User Experience Requires Attention: Even in AI systems, clear feedback and progress indicators make a huge difference to users.

Based on our experience, several areas for future improvement are clear:

Voice Consistency: While our RNG seed approach works well, occasional voice changes still occur. Exploring newer TTS models that better support voice continuity would be beneficial.
Speech Speed and Silence: Fine-tuning silence duration could improve the natural flow of conversation. Current settings lean toward slower, more deliberate speech.
Music and Intro/Outro: Adding theme music at the beginning and end would enhance the professional feel of the podcasts.
Display Estimated Time Earlier: The system currently calculates processing time estimates but displays them later than ideal. Using Modal.Dict to share these estimates between modules would improve this.
Script Length Control: Better enforcement of script length limits would prevent excessively long processing times.
Alternative TTS Models: Testing newer models like MaskGCT could potentially improve quality and generation speed.
YouTube Integration: Adding YouTube download capabilities would expand input options (though this would require a Modal Labs ‘Team’ subscription for IP Proxy functionality).

Conclusion

Building an AI podcast generator presented unique challenges at the intersection of natural language processing, text-to-speech technology, and distributed computing.
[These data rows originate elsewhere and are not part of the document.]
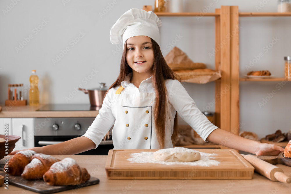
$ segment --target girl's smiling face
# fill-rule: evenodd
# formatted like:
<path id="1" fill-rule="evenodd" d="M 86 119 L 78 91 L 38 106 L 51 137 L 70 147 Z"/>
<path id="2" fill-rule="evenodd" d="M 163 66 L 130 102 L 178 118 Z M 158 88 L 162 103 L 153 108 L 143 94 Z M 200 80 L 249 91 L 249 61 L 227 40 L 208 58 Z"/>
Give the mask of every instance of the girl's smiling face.
<path id="1" fill-rule="evenodd" d="M 127 40 L 126 47 L 126 61 L 133 72 L 150 74 L 154 63 L 150 38 L 146 36 L 131 37 Z"/>

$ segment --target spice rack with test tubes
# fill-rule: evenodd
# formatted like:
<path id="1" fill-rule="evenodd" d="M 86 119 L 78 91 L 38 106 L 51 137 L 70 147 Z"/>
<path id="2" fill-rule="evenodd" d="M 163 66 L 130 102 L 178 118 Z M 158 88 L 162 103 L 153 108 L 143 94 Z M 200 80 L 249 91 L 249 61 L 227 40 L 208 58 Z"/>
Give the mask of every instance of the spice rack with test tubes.
<path id="1" fill-rule="evenodd" d="M 27 104 L 27 101 L 24 99 L 23 83 L 8 84 L 8 99 L 5 101 L 5 106 L 25 106 Z"/>

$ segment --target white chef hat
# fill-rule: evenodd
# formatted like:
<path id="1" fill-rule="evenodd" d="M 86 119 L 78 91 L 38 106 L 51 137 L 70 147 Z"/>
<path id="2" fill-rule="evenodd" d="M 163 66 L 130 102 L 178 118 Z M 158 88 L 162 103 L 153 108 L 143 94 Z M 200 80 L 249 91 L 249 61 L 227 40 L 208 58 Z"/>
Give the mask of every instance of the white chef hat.
<path id="1" fill-rule="evenodd" d="M 160 45 L 159 28 L 162 22 L 152 11 L 134 8 L 125 13 L 116 21 L 110 31 L 110 41 L 116 45 L 136 36 L 146 36 Z"/>

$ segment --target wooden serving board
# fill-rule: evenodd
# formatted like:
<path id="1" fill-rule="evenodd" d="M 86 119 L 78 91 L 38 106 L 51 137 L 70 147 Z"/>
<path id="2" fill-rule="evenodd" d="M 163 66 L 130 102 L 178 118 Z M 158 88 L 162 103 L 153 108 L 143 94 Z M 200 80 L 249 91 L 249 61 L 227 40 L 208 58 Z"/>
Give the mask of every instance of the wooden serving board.
<path id="1" fill-rule="evenodd" d="M 111 149 L 105 169 L 109 179 L 251 179 L 255 168 L 234 149 L 199 149 L 216 154 L 212 159 L 217 166 L 133 163 L 127 160 L 133 153 L 158 149 Z"/>
<path id="2" fill-rule="evenodd" d="M 6 173 L 0 173 L 0 175 L 4 176 Z M 52 193 L 67 190 L 75 190 L 76 192 L 82 187 L 98 184 L 99 180 L 95 177 L 92 177 L 83 184 L 77 185 L 65 186 L 52 186 L 46 183 L 43 180 L 29 181 L 21 177 L 21 176 L 9 175 L 8 184 L 20 188 L 31 191 L 39 193 Z"/>

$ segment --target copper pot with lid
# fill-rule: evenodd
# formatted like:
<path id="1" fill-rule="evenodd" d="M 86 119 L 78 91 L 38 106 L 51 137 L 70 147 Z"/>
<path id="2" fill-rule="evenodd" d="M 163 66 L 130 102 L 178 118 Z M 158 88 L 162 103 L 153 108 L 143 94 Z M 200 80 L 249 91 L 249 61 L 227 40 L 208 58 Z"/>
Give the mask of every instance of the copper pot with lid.
<path id="1" fill-rule="evenodd" d="M 103 103 L 103 99 L 108 88 L 105 87 L 105 83 L 99 82 L 100 86 L 99 88 L 86 90 L 79 88 L 79 90 L 83 91 L 85 94 L 88 94 L 90 104 L 91 106 L 101 106 Z"/>

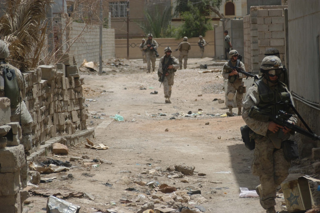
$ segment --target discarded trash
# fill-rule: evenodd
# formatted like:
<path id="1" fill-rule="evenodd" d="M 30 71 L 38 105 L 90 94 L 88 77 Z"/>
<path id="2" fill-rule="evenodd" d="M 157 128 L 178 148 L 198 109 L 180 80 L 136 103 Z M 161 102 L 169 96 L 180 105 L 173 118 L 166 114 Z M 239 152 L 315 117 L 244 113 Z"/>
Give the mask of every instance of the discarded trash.
<path id="1" fill-rule="evenodd" d="M 106 183 L 105 184 L 102 184 L 105 185 L 106 186 L 110 186 L 111 187 L 112 186 L 112 184 L 109 184 L 108 183 Z"/>
<path id="2" fill-rule="evenodd" d="M 50 195 L 47 202 L 47 212 L 55 213 L 78 213 L 80 207 Z"/>
<path id="3" fill-rule="evenodd" d="M 226 172 L 225 171 L 221 171 L 221 172 L 213 172 L 216 174 L 232 174 L 232 172 L 229 171 L 227 171 Z"/>
<path id="4" fill-rule="evenodd" d="M 81 64 L 81 66 L 85 67 L 87 67 L 94 70 L 98 72 L 99 71 L 99 68 L 95 62 L 90 61 L 88 62 L 85 59 L 84 59 L 83 62 Z"/>
<path id="5" fill-rule="evenodd" d="M 88 144 L 85 144 L 84 146 L 87 148 L 96 149 L 106 150 L 109 149 L 109 147 L 105 146 L 102 143 L 99 143 L 98 145 L 95 145 L 94 144 L 91 142 L 89 138 L 86 138 Z"/>
<path id="6" fill-rule="evenodd" d="M 110 118 L 113 118 L 116 120 L 117 120 L 118 121 L 123 121 L 124 120 L 124 119 L 123 118 L 123 117 L 121 115 L 117 115 L 116 114 L 116 115 L 114 117 L 110 116 Z"/>
<path id="7" fill-rule="evenodd" d="M 239 197 L 241 198 L 256 198 L 259 197 L 259 195 L 257 193 L 256 190 L 249 191 L 248 188 L 240 187 L 240 194 Z"/>
<path id="8" fill-rule="evenodd" d="M 146 196 L 143 194 L 139 194 L 137 197 L 137 200 L 140 202 L 143 201 L 146 199 Z"/>

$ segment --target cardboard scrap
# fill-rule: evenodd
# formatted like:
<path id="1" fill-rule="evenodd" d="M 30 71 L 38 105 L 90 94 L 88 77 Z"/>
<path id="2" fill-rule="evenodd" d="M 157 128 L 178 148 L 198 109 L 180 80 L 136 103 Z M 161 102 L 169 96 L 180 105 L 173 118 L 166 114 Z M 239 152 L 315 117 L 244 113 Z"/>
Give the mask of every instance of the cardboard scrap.
<path id="1" fill-rule="evenodd" d="M 90 149 L 96 149 L 106 150 L 109 149 L 109 147 L 107 146 L 105 146 L 102 143 L 99 143 L 97 145 L 95 145 L 94 144 L 91 142 L 89 139 L 86 138 L 87 142 L 88 144 L 85 144 L 84 146 L 86 148 Z"/>

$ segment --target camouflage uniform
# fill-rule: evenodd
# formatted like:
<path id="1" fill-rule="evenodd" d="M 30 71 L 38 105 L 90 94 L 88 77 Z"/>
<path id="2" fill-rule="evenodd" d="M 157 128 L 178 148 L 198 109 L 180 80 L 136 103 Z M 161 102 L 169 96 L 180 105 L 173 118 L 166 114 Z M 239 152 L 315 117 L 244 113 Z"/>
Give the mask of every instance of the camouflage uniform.
<path id="1" fill-rule="evenodd" d="M 198 45 L 200 47 L 200 52 L 201 54 L 201 58 L 203 58 L 203 53 L 204 52 L 204 46 L 207 45 L 207 43 L 204 39 L 202 38 L 201 36 L 199 36 L 199 41 L 198 42 Z"/>
<path id="2" fill-rule="evenodd" d="M 283 93 L 290 94 L 286 98 L 287 100 L 283 97 Z M 260 203 L 267 212 L 276 212 L 276 189 L 288 174 L 291 161 L 285 158 L 281 148 L 282 142 L 288 140 L 290 134 L 287 133 L 284 138 L 279 139 L 279 131 L 274 133 L 268 130 L 269 122 L 256 120 L 248 114 L 252 106 L 261 107 L 268 105 L 265 109 L 270 111 L 270 115 L 276 115 L 279 110 L 282 109 L 294 114 L 289 120 L 296 123 L 297 116 L 293 111 L 284 104 L 279 104 L 285 101 L 291 101 L 293 104 L 292 96 L 285 85 L 278 81 L 268 82 L 264 78 L 255 82 L 248 90 L 243 102 L 242 117 L 252 130 L 250 135 L 255 142 L 252 171 L 254 175 L 259 177 L 261 184 L 257 187 L 257 192 L 260 194 Z"/>
<path id="3" fill-rule="evenodd" d="M 150 35 L 150 34 L 149 34 Z M 155 71 L 155 69 L 156 68 L 156 52 L 154 50 L 152 49 L 150 49 L 148 48 L 148 45 L 152 44 L 153 45 L 154 48 L 156 50 L 158 48 L 158 43 L 156 40 L 152 39 L 152 35 L 150 37 L 148 37 L 149 38 L 151 37 L 151 39 L 148 39 L 144 44 L 143 46 L 143 49 L 146 50 L 146 55 L 147 56 L 147 66 L 148 70 L 148 72 L 150 72 L 150 70 L 151 69 L 151 65 L 152 63 L 152 72 Z M 150 62 L 151 61 L 151 62 Z"/>
<path id="4" fill-rule="evenodd" d="M 143 63 L 147 63 L 147 57 L 146 56 L 146 52 L 143 50 L 143 46 L 144 46 L 144 44 L 146 43 L 146 40 L 144 39 L 142 40 L 142 43 L 140 44 L 140 49 L 142 52 L 142 59 L 143 60 Z"/>
<path id="5" fill-rule="evenodd" d="M 239 66 L 243 70 L 245 71 L 245 68 L 244 68 L 244 65 L 243 63 L 238 60 L 240 62 Z M 223 69 L 222 70 L 222 76 L 225 79 L 228 79 L 228 86 L 227 89 L 226 94 L 228 97 L 228 100 L 227 103 L 227 106 L 228 107 L 232 107 L 233 105 L 233 97 L 235 95 L 236 96 L 236 101 L 237 107 L 242 107 L 242 98 L 243 98 L 243 94 L 240 94 L 238 90 L 239 87 L 241 86 L 243 86 L 244 83 L 242 81 L 242 78 L 244 78 L 246 77 L 246 76 L 239 73 L 238 73 L 236 79 L 233 83 L 230 82 L 228 79 L 229 78 L 229 74 L 228 72 L 225 69 L 225 66 L 229 66 L 229 61 L 231 62 L 233 67 L 236 66 L 237 62 L 236 61 L 234 62 L 231 61 L 231 60 L 229 60 L 225 63 L 223 66 Z M 236 91 L 237 92 L 236 94 Z"/>
<path id="6" fill-rule="evenodd" d="M 172 65 L 173 67 L 172 69 L 168 70 L 168 73 L 169 73 L 169 75 L 165 76 L 163 82 L 162 82 L 162 84 L 163 85 L 163 92 L 164 94 L 164 98 L 166 99 L 166 102 L 171 103 L 170 98 L 171 96 L 171 88 L 173 85 L 174 73 L 177 71 L 177 70 L 179 69 L 179 64 L 178 61 L 175 58 L 171 55 L 169 56 L 167 55 L 166 49 L 167 48 L 166 48 L 165 49 L 165 53 L 166 54 L 160 59 L 159 66 L 158 69 L 158 75 L 159 78 L 161 78 L 163 73 L 163 70 L 162 70 L 163 64 L 167 64 L 169 61 L 169 58 L 171 58 L 172 59 L 172 62 L 168 65 Z"/>
<path id="7" fill-rule="evenodd" d="M 16 91 L 11 90 L 8 92 L 8 91 L 5 91 L 5 88 L 4 94 L 16 94 L 18 96 L 20 96 L 17 97 L 17 104 L 16 105 L 11 103 L 11 102 L 10 102 L 11 116 L 10 119 L 11 122 L 19 122 L 20 124 L 22 138 L 19 138 L 19 139 L 21 143 L 23 145 L 25 150 L 27 151 L 31 149 L 32 146 L 30 133 L 31 132 L 31 125 L 33 120 L 24 101 L 25 97 L 26 81 L 23 74 L 20 70 L 5 62 L 5 59 L 9 56 L 9 50 L 5 43 L 1 40 L 0 40 L 0 62 L 5 64 L 4 66 L 8 67 L 8 70 L 14 70 L 16 75 L 17 83 L 17 85 L 16 85 L 15 86 Z M 4 96 L 7 96 L 6 95 Z M 14 98 L 16 98 L 15 97 Z"/>
<path id="8" fill-rule="evenodd" d="M 188 61 L 188 53 L 191 49 L 191 45 L 187 41 L 188 38 L 186 37 L 183 38 L 183 41 L 178 45 L 178 49 L 180 51 L 179 55 L 179 66 L 180 69 L 182 69 L 182 60 L 184 60 L 183 68 L 187 69 L 187 61 Z"/>

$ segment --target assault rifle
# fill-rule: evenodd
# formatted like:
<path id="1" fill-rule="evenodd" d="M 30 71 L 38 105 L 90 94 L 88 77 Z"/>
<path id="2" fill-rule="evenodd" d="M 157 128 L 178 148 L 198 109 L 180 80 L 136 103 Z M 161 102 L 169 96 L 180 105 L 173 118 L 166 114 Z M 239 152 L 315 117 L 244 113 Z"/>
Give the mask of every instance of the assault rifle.
<path id="1" fill-rule="evenodd" d="M 289 129 L 309 137 L 314 141 L 320 141 L 320 136 L 318 136 L 313 133 L 308 127 L 306 127 L 309 130 L 309 131 L 307 131 L 300 127 L 288 121 L 288 119 L 293 115 L 292 114 L 287 113 L 283 110 L 279 110 L 277 114 L 277 115 L 275 117 L 270 116 L 269 113 L 263 111 L 263 110 L 261 110 L 256 106 L 252 106 L 249 111 L 248 115 L 249 117 L 253 118 L 258 120 L 273 121 L 277 124 L 283 127 L 286 127 Z M 300 115 L 299 116 L 300 117 Z M 301 118 L 300 118 L 300 120 L 301 120 Z M 301 120 L 301 121 L 303 120 L 303 119 Z M 306 125 L 304 123 L 304 121 L 303 122 L 305 125 Z M 280 138 L 279 135 L 278 135 L 278 137 Z"/>
<path id="2" fill-rule="evenodd" d="M 244 75 L 245 75 L 247 76 L 246 79 L 248 79 L 248 78 L 249 77 L 251 77 L 251 78 L 254 78 L 254 81 L 259 80 L 259 78 L 258 78 L 258 76 L 255 75 L 253 75 L 252 73 L 249 73 L 249 72 L 247 72 L 243 70 L 242 69 L 241 67 L 229 67 L 228 66 L 225 66 L 224 67 L 225 68 L 226 70 L 230 72 L 228 73 L 230 73 L 232 71 L 232 70 L 235 70 L 237 71 L 238 72 L 240 73 L 242 73 Z"/>
<path id="3" fill-rule="evenodd" d="M 162 82 L 163 82 L 164 80 L 164 77 L 165 77 L 166 73 L 168 72 L 168 68 L 172 61 L 172 58 L 170 57 L 169 58 L 169 61 L 168 62 L 167 64 L 163 65 L 163 67 L 162 68 L 162 70 L 163 70 L 162 75 L 161 76 L 161 79 L 160 79 L 160 82 L 161 82 L 160 83 L 160 87 L 161 87 L 161 85 L 162 84 Z"/>
<path id="4" fill-rule="evenodd" d="M 159 53 L 158 53 L 158 51 L 157 51 L 157 50 L 155 48 L 155 45 L 153 45 L 153 44 L 147 43 L 147 44 L 150 45 L 150 46 L 148 47 L 148 49 L 149 50 L 150 50 L 155 51 L 155 52 L 156 53 L 156 57 L 159 57 Z M 152 47 L 153 48 L 152 48 L 152 49 L 150 49 L 150 48 L 151 48 L 151 47 Z"/>

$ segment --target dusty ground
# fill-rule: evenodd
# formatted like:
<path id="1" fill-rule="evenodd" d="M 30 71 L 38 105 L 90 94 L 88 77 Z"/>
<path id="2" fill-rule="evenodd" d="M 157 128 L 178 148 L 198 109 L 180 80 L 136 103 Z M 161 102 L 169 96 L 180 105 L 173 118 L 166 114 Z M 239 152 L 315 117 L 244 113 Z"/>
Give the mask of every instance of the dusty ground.
<path id="1" fill-rule="evenodd" d="M 206 212 L 265 212 L 258 198 L 239 197 L 239 187 L 254 190 L 259 182 L 251 172 L 253 152 L 241 140 L 242 118 L 220 116 L 226 111 L 225 105 L 213 101 L 224 99 L 221 73 L 198 72 L 204 70 L 199 69 L 200 64 L 207 64 L 209 70 L 222 66 L 214 66 L 209 58 L 190 59 L 188 62 L 188 69 L 176 73 L 171 104 L 164 103 L 156 73 L 146 74 L 146 65 L 142 60 L 105 62 L 102 76 L 82 73 L 89 112 L 87 126 L 95 128 L 95 138 L 92 141 L 109 148 L 88 149 L 84 143 L 69 147 L 67 156 L 48 156 L 64 161 L 69 161 L 71 157 L 88 159 L 70 161 L 73 167 L 68 171 L 42 175 L 42 178 L 57 178 L 40 184 L 38 188 L 49 193 L 64 188 L 88 193 L 94 201 L 83 197 L 66 199 L 81 206 L 80 212 L 108 212 L 111 209 L 133 212 L 152 200 L 156 186 L 141 185 L 154 181 L 175 187 L 177 193 L 201 191 L 201 196 L 192 195 L 186 203 L 167 198 L 166 202 L 157 201 L 160 203 L 155 205 L 169 204 L 175 208 L 198 205 Z M 155 90 L 157 94 L 150 94 Z M 189 115 L 189 111 L 192 113 Z M 124 121 L 110 118 L 116 114 Z M 104 163 L 98 167 L 84 164 L 95 159 Z M 292 169 L 303 171 L 309 168 L 305 162 L 308 161 L 305 159 L 303 165 Z M 184 163 L 195 167 L 194 174 L 169 178 L 177 173 L 169 172 L 167 168 Z M 221 172 L 228 174 L 217 173 Z M 206 175 L 198 175 L 201 173 Z M 68 175 L 69 177 L 66 177 Z M 129 188 L 135 190 L 125 190 Z M 135 202 L 140 194 L 145 199 Z M 121 203 L 123 197 L 133 202 Z M 34 195 L 29 199 L 29 212 L 46 212 L 47 197 Z M 284 201 L 279 194 L 276 209 L 283 213 L 287 212 L 282 207 Z"/>

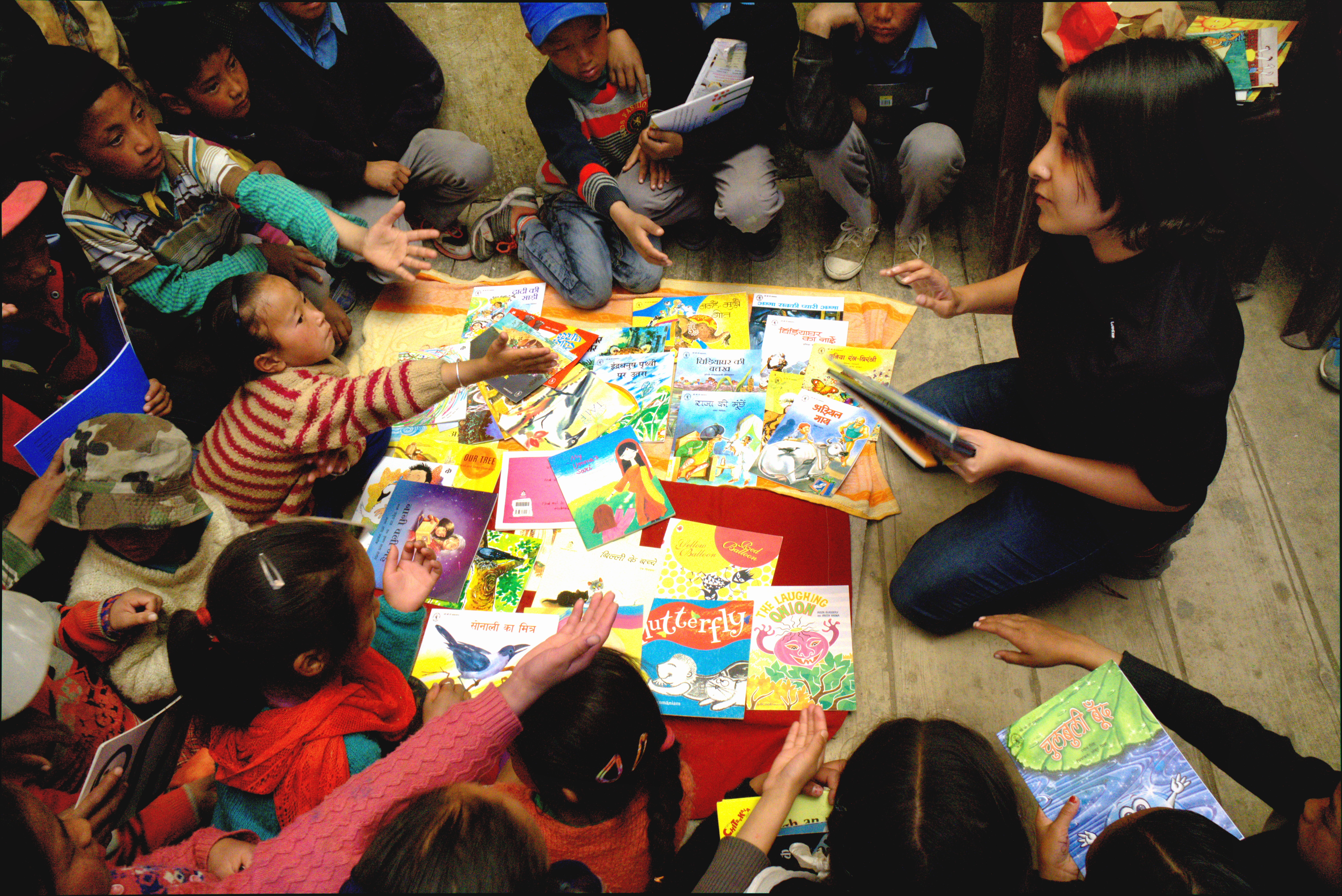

By leveraging Modal Labs for infrastructure, implementing a robust three-stage pipeline, and carefully addressing each technical challenge, we created a system that produces surprisingly natural and engaging podcasts.

The key ingredients for success were: 1. A thoughtful architecture that separates concerns 2. Careful prompt engineering for high-quality script generation 3. Sophisticated audio generation that maintains voice consistency 4. Robust status tracking and user experience design

This project demonstrates that with the right approach, complex AI applications can be built in a modular, scalable, and maintainable way. The techniques and patterns we’ve shared can be applied to a wide range of AI applications beyond podcast generation.

If you’re interested in building similar systems, the Llama cookbook’s NotebookLlama example and Bark’s long-form generation notebook are excellent starting points. Combined with Modal Labs’ serverless infrastructure, they provide a powerful foundation for creating production-ready AI applications.